This AI Can Tell If Text Was Written by a Human — And Which LLM Wrote It
As AI-generated text becomes increasingly indistinguishable from human writing, the need for reliable detection tools has never been greater. A new paper from researchers at the Indian Institute of Technology Guwahati introduces COT_Finetuned, a framework that not only detects AI-generated text but also identifies which large language model (LLM) wrote it — all while explaining its reasoning.
The AI Detection Arms Race
The paper, presented at AAAI 2025’s DEFACTIFY 4.0 workshop, tackles two critical tasks:
- Task A: Binary classification (human vs. AI-generated text)
- Task B: Multi-class classification (identifying the specific LLM behind AI-generated text)
What sets COT_Finetuned apart is its use of Chain-of-Thought (CoT) reasoning, which forces the model to explain its classifications step-by-step. This isn’t just about accuracy — it’s about transparency in an era where AI-generated content floods everything from academic papers to news articles.
How It Works
The system fine-tunes pre-trained models (like BERT) on a dataset of 10,500 text samples, labeled as human-written or generated by models including GPT-4.0, DeBERTa, FalconMamba, and Phi-3.5. Key innovations:
- Dual-task architecture: Simultaneously classifies text origin (human/AI) and pinpoints the LLM if AI-generated.
- Explainable AI: Generates natural language explanations for its decisions (e.g., “This text lacks emotional depth and shows repetitive phrasing patterns characteristic of GPT-4”).
- Combined loss function: Optimizes for both classification accuracy and reasoning quality.

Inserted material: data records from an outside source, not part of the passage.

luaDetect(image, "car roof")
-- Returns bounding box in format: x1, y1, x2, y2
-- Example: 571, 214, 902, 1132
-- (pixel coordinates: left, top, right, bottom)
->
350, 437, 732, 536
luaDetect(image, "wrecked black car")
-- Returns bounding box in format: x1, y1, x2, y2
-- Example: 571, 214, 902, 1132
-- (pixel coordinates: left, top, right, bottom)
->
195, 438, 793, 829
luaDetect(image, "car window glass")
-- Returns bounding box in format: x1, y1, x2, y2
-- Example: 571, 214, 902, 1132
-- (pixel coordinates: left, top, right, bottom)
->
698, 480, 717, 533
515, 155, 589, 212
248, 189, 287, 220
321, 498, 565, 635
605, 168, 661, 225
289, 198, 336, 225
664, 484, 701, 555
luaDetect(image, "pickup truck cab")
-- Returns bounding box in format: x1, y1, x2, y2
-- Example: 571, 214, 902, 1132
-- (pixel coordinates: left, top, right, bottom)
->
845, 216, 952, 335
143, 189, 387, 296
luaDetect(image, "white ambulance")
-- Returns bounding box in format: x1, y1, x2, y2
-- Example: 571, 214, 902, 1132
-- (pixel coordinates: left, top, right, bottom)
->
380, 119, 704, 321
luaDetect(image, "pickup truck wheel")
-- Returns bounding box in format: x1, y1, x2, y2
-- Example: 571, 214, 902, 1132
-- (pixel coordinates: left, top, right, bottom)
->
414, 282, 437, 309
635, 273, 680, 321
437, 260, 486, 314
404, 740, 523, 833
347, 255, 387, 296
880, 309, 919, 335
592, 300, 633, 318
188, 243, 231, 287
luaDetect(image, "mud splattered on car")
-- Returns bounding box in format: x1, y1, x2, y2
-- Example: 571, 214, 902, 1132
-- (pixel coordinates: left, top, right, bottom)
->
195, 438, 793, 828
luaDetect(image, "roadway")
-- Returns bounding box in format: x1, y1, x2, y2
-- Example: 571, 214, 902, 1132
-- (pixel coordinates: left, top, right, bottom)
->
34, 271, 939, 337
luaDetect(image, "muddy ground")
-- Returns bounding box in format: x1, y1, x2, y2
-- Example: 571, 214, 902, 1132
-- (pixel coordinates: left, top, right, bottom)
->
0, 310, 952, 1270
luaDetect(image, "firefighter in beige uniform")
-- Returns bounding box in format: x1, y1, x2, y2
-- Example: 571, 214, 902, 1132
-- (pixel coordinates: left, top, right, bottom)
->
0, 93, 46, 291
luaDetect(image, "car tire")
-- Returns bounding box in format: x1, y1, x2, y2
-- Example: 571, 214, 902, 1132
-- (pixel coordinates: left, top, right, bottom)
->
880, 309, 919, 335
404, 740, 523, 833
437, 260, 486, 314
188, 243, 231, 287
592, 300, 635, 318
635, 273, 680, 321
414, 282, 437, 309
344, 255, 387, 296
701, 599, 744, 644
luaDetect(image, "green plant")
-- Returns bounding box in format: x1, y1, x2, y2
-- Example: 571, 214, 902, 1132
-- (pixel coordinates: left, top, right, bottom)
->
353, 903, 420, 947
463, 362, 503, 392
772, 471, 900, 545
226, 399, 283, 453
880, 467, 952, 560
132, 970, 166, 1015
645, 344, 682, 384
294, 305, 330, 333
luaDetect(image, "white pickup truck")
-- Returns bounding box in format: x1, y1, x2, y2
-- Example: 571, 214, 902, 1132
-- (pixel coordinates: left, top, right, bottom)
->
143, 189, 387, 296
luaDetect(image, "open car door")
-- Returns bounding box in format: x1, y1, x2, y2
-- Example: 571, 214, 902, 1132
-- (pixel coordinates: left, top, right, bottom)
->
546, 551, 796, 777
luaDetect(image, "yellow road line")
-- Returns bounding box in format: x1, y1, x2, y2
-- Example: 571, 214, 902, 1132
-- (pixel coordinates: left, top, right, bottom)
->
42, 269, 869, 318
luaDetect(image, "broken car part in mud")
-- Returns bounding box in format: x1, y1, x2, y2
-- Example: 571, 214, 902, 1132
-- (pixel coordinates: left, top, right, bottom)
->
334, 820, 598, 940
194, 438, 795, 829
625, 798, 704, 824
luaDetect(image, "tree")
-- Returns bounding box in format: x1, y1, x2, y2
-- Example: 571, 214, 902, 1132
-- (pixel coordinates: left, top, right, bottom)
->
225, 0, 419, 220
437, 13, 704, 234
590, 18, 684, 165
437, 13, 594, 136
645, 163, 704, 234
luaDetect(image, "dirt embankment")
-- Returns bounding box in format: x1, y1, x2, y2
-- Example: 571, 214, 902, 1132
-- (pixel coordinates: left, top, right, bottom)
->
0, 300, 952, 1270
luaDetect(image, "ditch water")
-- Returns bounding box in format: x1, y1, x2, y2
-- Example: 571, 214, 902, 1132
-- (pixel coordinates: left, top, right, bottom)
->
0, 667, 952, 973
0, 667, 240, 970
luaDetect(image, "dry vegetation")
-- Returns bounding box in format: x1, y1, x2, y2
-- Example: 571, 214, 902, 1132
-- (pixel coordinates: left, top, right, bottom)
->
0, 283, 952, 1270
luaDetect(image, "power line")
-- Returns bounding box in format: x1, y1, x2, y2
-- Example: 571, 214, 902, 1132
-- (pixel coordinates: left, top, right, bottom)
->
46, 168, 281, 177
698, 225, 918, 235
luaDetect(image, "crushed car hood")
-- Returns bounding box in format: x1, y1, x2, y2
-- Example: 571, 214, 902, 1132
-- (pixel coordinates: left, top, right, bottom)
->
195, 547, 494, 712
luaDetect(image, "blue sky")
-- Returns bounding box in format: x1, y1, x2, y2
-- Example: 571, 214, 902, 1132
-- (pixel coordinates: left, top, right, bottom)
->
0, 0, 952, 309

Performance That Speaks Volumes
The results are compelling:
| Method | Task A (Human vs AI) F1 | Task B (LLM ID) F1 | |-----------------|-------------------------|--------------------| | RoBERTa | 0.672 | 0.143 | | BERT | 0.742 | 0.249 | | BERT + COT | 0.898 | 0.307 |
While Task B remains challenging (identifying LLMs is harder than just detecting AI), the CoT approach significantly boosts performance in both tasks. The explanations also help humans understand what gives away AI text — whether it’s unnatural fluency, lack of personal detail, or model-specific quirks.
Why This Matters for Business
- Content moderation: Platforms can better filter AI-generated spam or misinformation while preserving human expression.
- Academic integrity: Schools and publishers gain tools to detect AI-assisted work without blanket bans on LLM use.
- Model accountability: When AI-generated content causes harm, tracing it to specific models could inform better governance.
The Road Ahead
The researchers acknowledge limitations — sophisticated paraphrasing can still evade detection, and newer LLMs will require constant model updates. But by baking explainability into detection, COT_Finetuned offers a path toward more auditable AI systems.
As one author noted: “We’re not just building a better detector; we’re creating tools to understand how AI writes — and how that differs from human thought.” In an age where the line between human and machine blurs daily, that understanding might be priceless.